Text Navigation Note
Text Navigation is designed to be an editing navigation tool and not a transcription service. It is optimized for American English. Accuracy may vary if there is noticeable background noise or a speaker has a non-American accent.
Workflow
To get started, drag or import audio into RX and click the Speech Recognition Word Lane button at the bottom left of the spectrogram.
![]() |
Audio transcription begins immediately and runs in the background at approximately 7 - 9X real time. The transcription populates the tabs in the Word Lane above the spectrogram, indicating the transcription is in process.
![]() |
The audio material has to fulfill the following requirements:
Audio must be dialogue or speech – the transcription of musical lyrics is not currently supported.
Audio files must be at least 10 seconds long. The speech recognition button is disabled for files shorter than 10 seconds.
Only American English is supported at this time
Clicking the iZotope logo opens a small window that shows the progress of the transcription. At the bottom of this window are buttons for pausing or canceling the transcription.
![]() |
Once the transcription is finished, you can zoom in or out of the audio and the transcription expands or contracts accordingly.
Mac: Command+= to zoom in, Command+- to zoom out, or swipe up or down with two fingers on a trackpad
Windows: Ctrl+= to zoom in, Ctrl+- to zoom out
Click on a word tab to select the corresponding audio in the spectrogram. Drag the handles on either side of a tab to select surrounding words, a phrase, or a sentence.
When zoomed in close enough so there is a single word per tab, double-clicking on the word selects it and makes it editable. Type in a correction for a misspelled word or alter individual words to fit your editing needs.
When editing, typing multiple words in the tab does not split the tab up
Typing nothing in the tab will not delete the tab
Right-click the Word Lane to Rescan. (Rescanning will overwrite any corrections)
Search
Text Navigation includes a fuzzy search to find words and variants of words, such as misspellings in the transcript. You can also search for individual letters.
Search is ideal for finding a replacement word, navigating to a specific section, or locating an alternate take.
Searching three characters or less works like auto-complete, where the search looks for words that begin with those letters. Searching anything else works like a fuzzy search and will try to return results that are similar to the search query.
Click on the Text Navigation Pane button to bring up the search panel.
![]() |
Note
The Word Lane button will also need to be enabled in order to see the transcription above the spectrogram.
![]() |
Type a word in the search box and hit return/enter. If the word is found, every instance of it will be listed in the order in which it appears in the audio. Variants of the word are also listed. If the word isn’t found, variants are listed only if they are identified in the audio.
Clicking on a word in the list moves the playhead to that word in the transcription and highlights the corresponding audio.

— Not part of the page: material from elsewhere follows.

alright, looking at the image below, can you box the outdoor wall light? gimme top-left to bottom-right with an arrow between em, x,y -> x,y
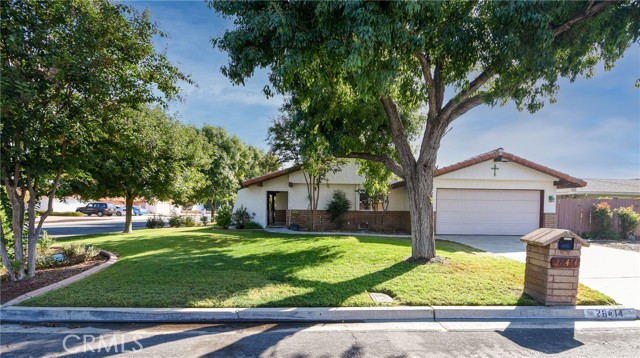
494,147 -> 504,162
548,195 -> 555,203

If you have a word that needs replacing, search for instances of that word, pick the best one, then copy it and paste it over the original.

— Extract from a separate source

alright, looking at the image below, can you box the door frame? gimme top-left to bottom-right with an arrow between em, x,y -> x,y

Search can be used to target processing to a selected word. Dragging the handles on either side of the word targets processing to the selected audio.
Note
Search works with edited words, but typing more than a single word or phrase in a tab may negatively impact search results.

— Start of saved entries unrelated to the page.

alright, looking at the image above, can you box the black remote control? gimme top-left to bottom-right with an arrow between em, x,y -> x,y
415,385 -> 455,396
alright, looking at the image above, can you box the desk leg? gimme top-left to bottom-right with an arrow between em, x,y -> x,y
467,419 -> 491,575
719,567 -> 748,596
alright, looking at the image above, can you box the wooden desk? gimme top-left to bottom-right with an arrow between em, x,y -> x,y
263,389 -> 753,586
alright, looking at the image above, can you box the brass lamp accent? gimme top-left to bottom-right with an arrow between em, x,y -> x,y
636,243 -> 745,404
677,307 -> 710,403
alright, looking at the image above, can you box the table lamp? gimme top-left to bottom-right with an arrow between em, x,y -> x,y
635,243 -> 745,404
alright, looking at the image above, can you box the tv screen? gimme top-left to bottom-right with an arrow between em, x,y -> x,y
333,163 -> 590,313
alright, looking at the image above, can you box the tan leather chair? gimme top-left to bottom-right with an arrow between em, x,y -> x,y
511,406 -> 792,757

Multiple Speaker Detection
Built into Text Navigation is functionality that automatically detects when there is more than one speaker on a track and color codes the sections of speech associated with each speaker.
Multiple speaker detection runs after the text transcription pass has finished. Up to 8 speakers can be detected.
Each speaker receives a unique identifying color, which is indicated in the speaker pane and in the corresponding tabs of the transcription.
![]() |
To select all instances of a speaker, click on the speaker name in the speaker pane. This makes it easy to target specific processing by speaker.
Double-click a speaker’s name to edit or change it to fit the particular needs of a project.
Export Transcript
To access the Transcript Export menu, click the menu button at the top of the Text Navigation Pane or right-click in the Word Lane.
![]() |
Copy transcript to clipboard: Copy the transcribed text and paste it into a word processing application.
Export transcript to file: Export the transcribed text as a .txt file.
Rescan speech to text: Transcribe your file again.